Tributary (branch) retinal vein occlusion, unspecified eye digital illustration

Tributary (branch) retinal vein occlusion, unspecified eye Save

ICD-10 code: H34.839

Chapter: Diseases of the eye and adnexia

Tributary (Branch) Retinal Vein Occlusion, Unspecified Eye: Causes, Symptoms, and Treatment

Tributary (branch) retinal vein occlusion is a condition that occurs when there is a blockage in one of the small veins that carry blood away from the retina. This blockage can cause blood to pool in the retina, leading to swelling and vision loss. The condition can affect one or both eyes and can be caused by a variety of factors.

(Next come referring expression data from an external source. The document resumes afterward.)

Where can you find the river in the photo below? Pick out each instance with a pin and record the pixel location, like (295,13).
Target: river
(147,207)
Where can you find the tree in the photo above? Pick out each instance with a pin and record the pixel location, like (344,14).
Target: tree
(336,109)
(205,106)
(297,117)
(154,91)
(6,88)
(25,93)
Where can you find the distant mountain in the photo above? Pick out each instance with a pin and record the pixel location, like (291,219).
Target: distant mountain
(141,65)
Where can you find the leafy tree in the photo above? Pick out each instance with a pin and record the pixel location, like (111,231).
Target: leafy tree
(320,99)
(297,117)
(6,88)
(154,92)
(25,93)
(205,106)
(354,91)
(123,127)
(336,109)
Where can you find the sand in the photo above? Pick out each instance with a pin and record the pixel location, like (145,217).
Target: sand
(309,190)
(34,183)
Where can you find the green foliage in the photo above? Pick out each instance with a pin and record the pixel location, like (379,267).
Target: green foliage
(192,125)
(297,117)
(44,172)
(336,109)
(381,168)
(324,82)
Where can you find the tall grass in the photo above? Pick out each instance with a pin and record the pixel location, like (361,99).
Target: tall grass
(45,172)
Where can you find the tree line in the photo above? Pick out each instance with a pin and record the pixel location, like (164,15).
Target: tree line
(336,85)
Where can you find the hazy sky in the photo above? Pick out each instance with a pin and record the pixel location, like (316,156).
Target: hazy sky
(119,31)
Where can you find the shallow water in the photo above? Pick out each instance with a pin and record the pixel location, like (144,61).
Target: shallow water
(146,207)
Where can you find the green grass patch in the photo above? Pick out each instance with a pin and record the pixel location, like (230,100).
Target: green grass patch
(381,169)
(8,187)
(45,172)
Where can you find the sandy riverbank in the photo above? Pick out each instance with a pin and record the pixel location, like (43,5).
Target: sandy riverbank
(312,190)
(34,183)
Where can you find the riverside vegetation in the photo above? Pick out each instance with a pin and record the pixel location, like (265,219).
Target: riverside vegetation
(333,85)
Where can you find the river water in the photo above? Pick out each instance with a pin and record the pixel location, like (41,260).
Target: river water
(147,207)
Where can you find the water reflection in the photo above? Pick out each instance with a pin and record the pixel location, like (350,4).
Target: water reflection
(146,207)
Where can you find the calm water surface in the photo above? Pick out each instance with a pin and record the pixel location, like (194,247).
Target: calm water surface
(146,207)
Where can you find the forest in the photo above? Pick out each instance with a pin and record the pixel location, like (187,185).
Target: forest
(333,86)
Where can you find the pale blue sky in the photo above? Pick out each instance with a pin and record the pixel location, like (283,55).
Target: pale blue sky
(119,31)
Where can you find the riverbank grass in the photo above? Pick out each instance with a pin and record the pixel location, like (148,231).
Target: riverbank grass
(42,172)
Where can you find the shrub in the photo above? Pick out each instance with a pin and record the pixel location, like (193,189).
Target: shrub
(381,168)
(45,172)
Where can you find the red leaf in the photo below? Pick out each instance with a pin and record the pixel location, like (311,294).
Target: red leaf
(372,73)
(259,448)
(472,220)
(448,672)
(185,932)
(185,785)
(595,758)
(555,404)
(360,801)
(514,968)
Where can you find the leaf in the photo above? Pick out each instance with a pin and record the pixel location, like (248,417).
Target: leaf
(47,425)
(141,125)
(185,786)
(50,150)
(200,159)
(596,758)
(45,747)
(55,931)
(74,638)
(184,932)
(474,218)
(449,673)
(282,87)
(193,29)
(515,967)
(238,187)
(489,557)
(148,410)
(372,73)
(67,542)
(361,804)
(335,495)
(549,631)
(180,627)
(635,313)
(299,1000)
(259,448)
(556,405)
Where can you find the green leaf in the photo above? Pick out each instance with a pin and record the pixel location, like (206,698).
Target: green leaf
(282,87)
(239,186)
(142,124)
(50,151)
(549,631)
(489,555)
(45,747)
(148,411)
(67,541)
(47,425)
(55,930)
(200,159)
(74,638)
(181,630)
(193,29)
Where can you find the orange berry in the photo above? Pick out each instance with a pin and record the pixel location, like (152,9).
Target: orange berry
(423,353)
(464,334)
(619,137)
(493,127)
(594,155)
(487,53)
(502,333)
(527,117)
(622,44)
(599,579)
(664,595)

The most common cause of tributary retinal vein occlusion is a blood clot. This clot can form in the small veins that drain blood from the retina or in larger vessels that supply blood to these smaller veins. Other causes of the condition include:

  1. Diabetes
  2. High blood pressure
  3. Glaucoma
  4. Macular edema
  5. Retinal detachment
  6. Atherosclerosis

The symptoms of tributary retinal vein occlusion can vary depending on the severity of the condition. Some common symptoms include:

  • Blurred or distorted vision
  • Loss of peripheral vision
  • Floaters or spots in your vision
  • Difficulty seeing in low light conditions
  • Sensitivity to light

If you experience any of these symptoms, it is important to see an eye doctor immediately. Early treatment can help prevent further vision loss.


The treatment for tributary retinal vein occlusion depends on the cause of the condition. In some cases, the blockage will clear up on its own within a few weeks or months. However, if the blockage persists, your doctor may recommend one or more of the following treatments:

  1. Injections of anti-VEGF medications to reduce swelling and improve blood flow
  2. Laser photocoagulation to seal leaking blood vessels and reduce swelling
  3. Vitrectomy surgery to remove blood and scar tissue from the eye
  4. Corticosteroid injections to reduce inflammation and swelling
  5. Aspirin therapy to help prevent blood clots

If you have been diagnosed with tributary retinal vein occlusion, it is important to follow your doctor's treatment plan closely. With proper treatment, many people are able to regain some or all of their vision.